Legislation known as the Credit Card Competition Act, first introduced in Congress in 2022, is described by its sponsors as encouraging “competition in electronic credit transactions.” But if lawmakers end up passing the measure, opponents say it could also torpedo the rich rewards and perks that cardholders have enjoyed for years.
“Will consumers lose? Probably,” wrote Brian Riley, director of the credit advisory service at Mercator Advisory Group, in an August 2022 post to the Mercator blog. “Their reward programs will dry up, just as they did with debit cards.”
Like a lot of legislation, this reads like someone without much expertise in the field wrote it.
The number of parties taking a cut of processing fees is one major issue. A lot of point of sale providers are payment facilitators (payfacs) or independent sales organizations (ISOs), which means they’re selling the merchant on processing with a third party and taking a cut. For example if you buy Toast POS, you’re forced into processing with them, which is actually going through 5/3rd bank, but Toast keeps between 0.5 - 1.0% just because they have you locked in.
There are also all kinds of murky security fees. If your platform tokenizes card numbers (swaps the encrypted credit card number out for a single use token, which means if the traffic was MITMed and decrypted it still wouldn’t contain full card info), there’s a fee for that, typically 1 cent per transaction or so. On top of the ~5 cents per transaction network fees (which are separate from interchange fees). Card not present transactions (online / phone orders) have higher fees. Swipes have higher fees than emv/nfc. Has anyone ever looked into how strongly all those upcharges tie to the cost of increased fraud with those methods? Knowing credit card companies I wouldn’t be surprised if they slip in some extra profit here, it’s certainly not transparent or regulated. And for that matter - how much are processors saving on fraud now that emv puts liability for chargebacks onto the merchant? Processing rates have only increased over the years, but that was a pretty major shift in the favor of the banks.
Some point of sale providers have quietly been rolling out what they call “cash discounting”, which means that paying with cash is cheaper, with the consumer paying the card fees on top of that if they pay by card. And a lot of payfacs use this as an excuse to sell absurd processing rates, I’ve seen over 4% + 15 cents per transaction a few times (industry standard for small restaurants/retail is 2.6% + 10c per); since the merchant isn’t the one paying it, they’re less likely to argue about that.
Toast decided recently to start adding a surcharge to every order on the platform that goes directly into their pocket - that’s on top of monthly subscriptions from the merchant and their cut of processing fees. Why not legislate something as blatantly predatory as that?

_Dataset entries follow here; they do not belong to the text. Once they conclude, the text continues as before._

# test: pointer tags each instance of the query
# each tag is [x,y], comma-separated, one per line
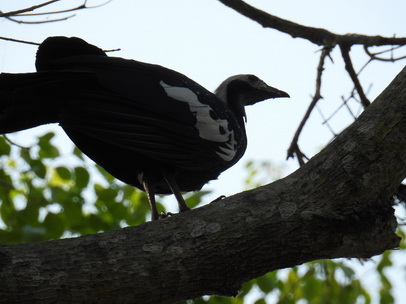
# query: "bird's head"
[241,90]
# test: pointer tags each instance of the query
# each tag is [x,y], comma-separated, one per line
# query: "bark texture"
[337,205]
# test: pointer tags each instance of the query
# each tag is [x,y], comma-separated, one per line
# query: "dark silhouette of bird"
[148,126]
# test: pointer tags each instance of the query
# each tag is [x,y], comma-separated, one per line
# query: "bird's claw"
[164,215]
[221,197]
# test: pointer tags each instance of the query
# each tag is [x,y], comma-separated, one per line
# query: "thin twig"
[40,21]
[315,35]
[28,9]
[373,56]
[294,147]
[345,52]
[19,41]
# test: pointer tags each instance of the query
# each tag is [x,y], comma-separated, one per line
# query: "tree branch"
[345,52]
[336,205]
[315,35]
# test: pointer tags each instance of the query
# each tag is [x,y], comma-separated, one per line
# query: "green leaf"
[267,282]
[82,177]
[46,149]
[38,168]
[54,225]
[5,148]
[78,153]
[63,173]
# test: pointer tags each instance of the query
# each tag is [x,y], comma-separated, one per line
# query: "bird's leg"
[175,190]
[149,188]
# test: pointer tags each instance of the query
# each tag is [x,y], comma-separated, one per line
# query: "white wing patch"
[210,129]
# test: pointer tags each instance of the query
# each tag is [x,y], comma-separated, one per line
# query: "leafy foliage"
[45,195]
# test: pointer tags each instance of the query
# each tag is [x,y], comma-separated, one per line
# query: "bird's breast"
[212,123]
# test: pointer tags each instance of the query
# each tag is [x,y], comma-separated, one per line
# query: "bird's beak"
[274,93]
[264,93]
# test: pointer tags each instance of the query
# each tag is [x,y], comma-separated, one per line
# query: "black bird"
[147,125]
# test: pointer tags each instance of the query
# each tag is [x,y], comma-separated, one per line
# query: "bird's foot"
[220,198]
[164,215]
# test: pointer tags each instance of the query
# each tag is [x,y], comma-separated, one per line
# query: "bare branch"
[20,41]
[294,148]
[41,21]
[345,52]
[23,12]
[373,56]
[28,9]
[315,35]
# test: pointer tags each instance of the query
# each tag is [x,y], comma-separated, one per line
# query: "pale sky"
[209,42]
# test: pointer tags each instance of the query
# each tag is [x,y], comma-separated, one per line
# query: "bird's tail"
[32,99]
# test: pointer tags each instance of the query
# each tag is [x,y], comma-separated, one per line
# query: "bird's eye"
[253,78]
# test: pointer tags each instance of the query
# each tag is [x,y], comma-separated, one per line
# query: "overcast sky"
[209,42]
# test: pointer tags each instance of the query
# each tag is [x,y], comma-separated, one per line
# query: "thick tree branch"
[336,205]
[320,37]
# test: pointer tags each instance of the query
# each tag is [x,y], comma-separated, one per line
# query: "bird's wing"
[152,111]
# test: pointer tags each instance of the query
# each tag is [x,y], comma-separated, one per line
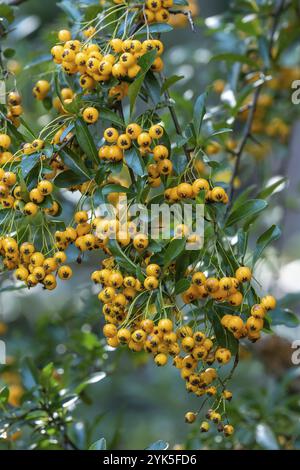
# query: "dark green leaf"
[145,62]
[75,163]
[68,7]
[265,437]
[7,12]
[154,28]
[230,57]
[245,211]
[224,337]
[111,116]
[4,394]
[98,445]
[270,235]
[199,112]
[8,53]
[170,81]
[38,61]
[153,87]
[269,190]
[86,140]
[117,251]
[158,445]
[174,249]
[28,163]
[181,286]
[134,161]
[68,178]
[286,317]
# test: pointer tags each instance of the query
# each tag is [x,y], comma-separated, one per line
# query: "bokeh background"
[138,403]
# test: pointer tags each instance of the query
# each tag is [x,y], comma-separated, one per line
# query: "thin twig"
[177,126]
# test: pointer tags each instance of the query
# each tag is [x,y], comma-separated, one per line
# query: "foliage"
[106,79]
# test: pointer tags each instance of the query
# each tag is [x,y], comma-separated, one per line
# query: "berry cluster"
[191,191]
[116,61]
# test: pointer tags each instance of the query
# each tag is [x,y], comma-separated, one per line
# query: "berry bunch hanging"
[191,307]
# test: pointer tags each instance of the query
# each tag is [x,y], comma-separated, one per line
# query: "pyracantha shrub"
[110,137]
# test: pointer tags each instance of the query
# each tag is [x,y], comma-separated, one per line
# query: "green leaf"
[243,197]
[158,445]
[28,163]
[242,242]
[270,235]
[114,188]
[181,286]
[170,81]
[199,112]
[245,211]
[9,52]
[41,59]
[4,394]
[75,163]
[284,316]
[263,46]
[154,28]
[116,250]
[68,7]
[230,57]
[7,12]
[173,250]
[111,116]
[224,337]
[85,140]
[99,445]
[289,300]
[68,178]
[265,437]
[145,62]
[153,87]
[134,161]
[269,190]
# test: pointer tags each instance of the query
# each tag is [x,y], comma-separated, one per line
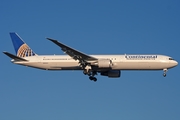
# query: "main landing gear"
[165,71]
[88,71]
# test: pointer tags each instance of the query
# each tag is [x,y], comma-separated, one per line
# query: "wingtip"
[51,39]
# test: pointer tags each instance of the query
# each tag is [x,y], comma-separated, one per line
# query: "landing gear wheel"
[93,78]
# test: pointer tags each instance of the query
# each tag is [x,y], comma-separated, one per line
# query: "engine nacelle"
[112,73]
[104,63]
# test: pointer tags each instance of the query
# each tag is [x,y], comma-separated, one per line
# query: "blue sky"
[93,27]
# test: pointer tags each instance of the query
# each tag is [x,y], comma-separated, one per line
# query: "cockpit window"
[171,59]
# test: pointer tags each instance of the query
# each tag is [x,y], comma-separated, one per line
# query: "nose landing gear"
[165,71]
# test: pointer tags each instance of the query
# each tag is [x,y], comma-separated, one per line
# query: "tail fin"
[21,48]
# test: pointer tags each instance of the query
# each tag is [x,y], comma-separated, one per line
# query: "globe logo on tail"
[25,51]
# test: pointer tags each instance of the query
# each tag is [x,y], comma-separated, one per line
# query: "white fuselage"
[120,62]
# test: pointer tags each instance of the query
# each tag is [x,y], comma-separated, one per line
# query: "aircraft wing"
[75,54]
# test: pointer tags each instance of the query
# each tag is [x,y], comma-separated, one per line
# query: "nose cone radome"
[174,63]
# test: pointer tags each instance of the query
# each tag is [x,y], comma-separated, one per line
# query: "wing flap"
[14,57]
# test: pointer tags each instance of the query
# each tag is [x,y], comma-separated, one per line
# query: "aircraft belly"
[140,66]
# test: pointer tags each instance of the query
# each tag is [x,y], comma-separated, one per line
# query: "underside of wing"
[75,54]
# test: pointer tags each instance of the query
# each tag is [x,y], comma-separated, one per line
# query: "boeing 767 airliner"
[106,65]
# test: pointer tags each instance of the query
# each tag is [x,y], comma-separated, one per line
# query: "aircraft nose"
[174,63]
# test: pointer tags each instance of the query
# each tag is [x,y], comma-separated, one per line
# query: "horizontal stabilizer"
[14,57]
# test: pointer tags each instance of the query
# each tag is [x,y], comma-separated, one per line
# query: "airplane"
[106,65]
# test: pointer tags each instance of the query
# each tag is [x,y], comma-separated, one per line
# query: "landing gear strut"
[165,71]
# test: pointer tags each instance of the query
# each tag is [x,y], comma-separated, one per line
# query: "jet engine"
[112,73]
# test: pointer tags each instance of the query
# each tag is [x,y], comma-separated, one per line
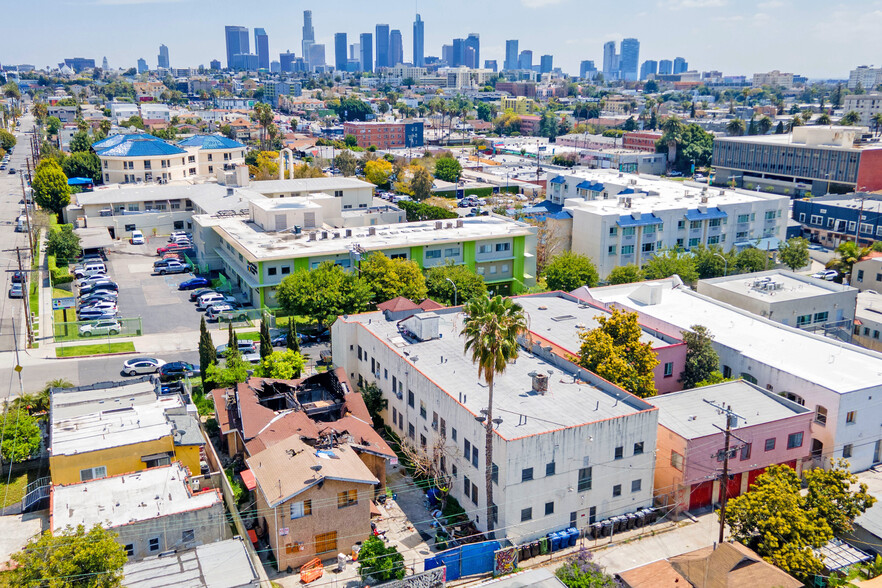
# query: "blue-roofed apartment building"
[620,219]
[144,158]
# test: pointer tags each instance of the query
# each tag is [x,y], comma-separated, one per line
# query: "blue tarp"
[711,213]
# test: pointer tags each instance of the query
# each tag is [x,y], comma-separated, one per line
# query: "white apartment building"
[569,449]
[841,383]
[621,218]
[867,105]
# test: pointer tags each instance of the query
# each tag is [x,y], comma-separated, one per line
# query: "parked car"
[177,369]
[173,267]
[142,365]
[101,327]
[193,283]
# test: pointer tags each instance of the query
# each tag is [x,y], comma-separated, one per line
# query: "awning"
[710,214]
[248,479]
[645,219]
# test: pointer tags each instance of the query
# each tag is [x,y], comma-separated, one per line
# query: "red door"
[701,495]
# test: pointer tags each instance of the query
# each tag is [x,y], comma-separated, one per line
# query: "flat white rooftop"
[687,414]
[129,498]
[567,403]
[264,245]
[837,366]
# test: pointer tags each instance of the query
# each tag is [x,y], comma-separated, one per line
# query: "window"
[326,542]
[347,498]
[93,473]
[584,479]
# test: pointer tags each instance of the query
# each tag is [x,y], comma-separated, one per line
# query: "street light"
[454,291]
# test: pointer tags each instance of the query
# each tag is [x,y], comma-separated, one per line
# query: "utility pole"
[731,418]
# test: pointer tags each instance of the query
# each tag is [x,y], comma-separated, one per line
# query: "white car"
[142,365]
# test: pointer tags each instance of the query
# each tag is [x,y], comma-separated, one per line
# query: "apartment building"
[809,161]
[621,218]
[839,382]
[569,448]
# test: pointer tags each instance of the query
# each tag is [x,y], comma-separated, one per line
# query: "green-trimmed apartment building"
[282,236]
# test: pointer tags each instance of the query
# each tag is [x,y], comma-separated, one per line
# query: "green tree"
[282,365]
[82,164]
[266,344]
[346,163]
[448,169]
[794,253]
[625,274]
[21,436]
[379,563]
[421,184]
[50,186]
[390,278]
[207,354]
[324,293]
[669,262]
[580,571]
[468,284]
[751,260]
[491,328]
[71,558]
[614,351]
[568,271]
[701,359]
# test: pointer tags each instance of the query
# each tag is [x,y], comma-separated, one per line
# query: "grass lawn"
[95,349]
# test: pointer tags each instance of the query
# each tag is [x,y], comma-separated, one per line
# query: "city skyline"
[702,24]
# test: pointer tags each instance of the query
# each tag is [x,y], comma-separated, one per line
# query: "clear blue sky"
[809,37]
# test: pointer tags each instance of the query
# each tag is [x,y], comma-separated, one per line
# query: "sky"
[818,39]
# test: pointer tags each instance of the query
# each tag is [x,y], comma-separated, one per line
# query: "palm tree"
[735,127]
[491,329]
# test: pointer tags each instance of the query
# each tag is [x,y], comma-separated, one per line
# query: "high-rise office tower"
[382,40]
[308,33]
[419,43]
[237,44]
[680,65]
[648,68]
[261,47]
[340,58]
[511,54]
[367,52]
[396,48]
[473,58]
[610,59]
[629,59]
[545,63]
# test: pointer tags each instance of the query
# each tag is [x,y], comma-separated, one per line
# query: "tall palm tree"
[491,329]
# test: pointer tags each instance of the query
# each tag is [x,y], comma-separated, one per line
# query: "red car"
[171,247]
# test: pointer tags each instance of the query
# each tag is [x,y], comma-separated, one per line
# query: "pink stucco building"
[772,430]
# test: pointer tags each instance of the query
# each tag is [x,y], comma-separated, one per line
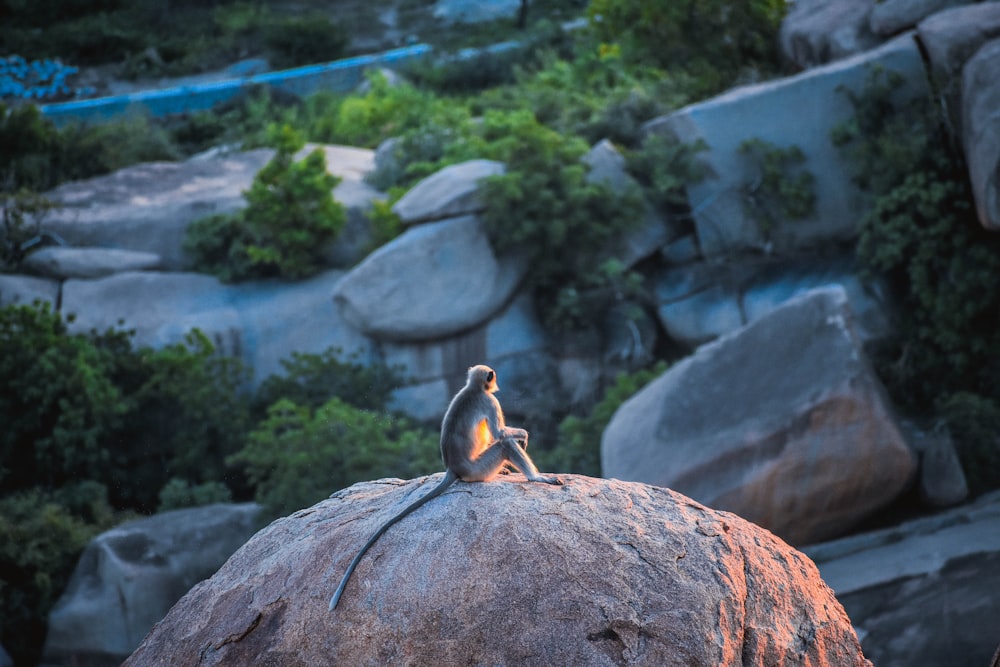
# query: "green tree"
[298,456]
[290,220]
[564,223]
[711,39]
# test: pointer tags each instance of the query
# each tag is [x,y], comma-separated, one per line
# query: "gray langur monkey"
[476,445]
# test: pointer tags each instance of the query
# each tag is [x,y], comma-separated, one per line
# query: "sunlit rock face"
[597,572]
[782,422]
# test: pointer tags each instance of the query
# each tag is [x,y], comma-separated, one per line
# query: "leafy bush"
[779,188]
[310,380]
[22,214]
[290,220]
[922,236]
[303,40]
[298,455]
[972,421]
[35,155]
[664,167]
[579,446]
[90,407]
[40,542]
[564,224]
[60,405]
[178,493]
[712,39]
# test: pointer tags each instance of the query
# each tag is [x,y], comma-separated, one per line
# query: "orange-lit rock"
[597,572]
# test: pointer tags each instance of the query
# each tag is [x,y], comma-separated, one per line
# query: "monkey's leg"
[519,457]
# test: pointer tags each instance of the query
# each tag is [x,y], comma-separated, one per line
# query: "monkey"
[476,446]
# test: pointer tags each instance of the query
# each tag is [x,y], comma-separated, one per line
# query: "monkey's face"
[484,377]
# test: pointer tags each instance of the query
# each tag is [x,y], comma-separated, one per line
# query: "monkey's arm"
[449,479]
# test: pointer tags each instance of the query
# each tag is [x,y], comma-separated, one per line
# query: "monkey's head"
[484,378]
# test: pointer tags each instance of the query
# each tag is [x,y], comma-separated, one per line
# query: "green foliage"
[178,493]
[59,402]
[310,380]
[298,455]
[291,213]
[303,40]
[187,415]
[290,220]
[35,155]
[22,215]
[779,188]
[579,447]
[664,167]
[921,235]
[40,541]
[564,224]
[710,39]
[592,94]
[972,421]
[89,407]
[386,110]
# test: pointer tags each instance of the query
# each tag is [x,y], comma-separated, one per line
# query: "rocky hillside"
[773,410]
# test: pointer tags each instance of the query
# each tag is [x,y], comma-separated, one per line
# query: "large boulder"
[798,111]
[129,577]
[606,165]
[891,16]
[597,572]
[952,36]
[433,281]
[63,262]
[448,193]
[700,302]
[981,130]
[259,322]
[27,289]
[782,422]
[818,31]
[512,342]
[923,593]
[148,207]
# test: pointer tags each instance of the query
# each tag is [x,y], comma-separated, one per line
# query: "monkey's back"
[463,431]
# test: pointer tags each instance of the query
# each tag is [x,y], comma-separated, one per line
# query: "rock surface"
[950,37]
[922,594]
[797,111]
[700,302]
[782,422]
[129,577]
[147,207]
[817,31]
[891,16]
[260,322]
[65,262]
[981,130]
[26,289]
[596,572]
[435,280]
[512,343]
[447,193]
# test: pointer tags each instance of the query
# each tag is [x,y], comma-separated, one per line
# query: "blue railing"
[337,76]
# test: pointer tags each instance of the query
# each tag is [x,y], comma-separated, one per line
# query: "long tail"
[449,479]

In any case - fintech is far more convoluted than it needs to be, something as simple as busting the entire idea of payfacs, forcing all platforms to allow a choice of processors, would go a long way in encouraging competition. A bigger overhaul would be to start restricting who can handle that data and how many hops are allowed - hypothetically right now your card can go from merchant to point of sale to tokenization provider to gateway to processor to bank to card brand, and they all take a cut.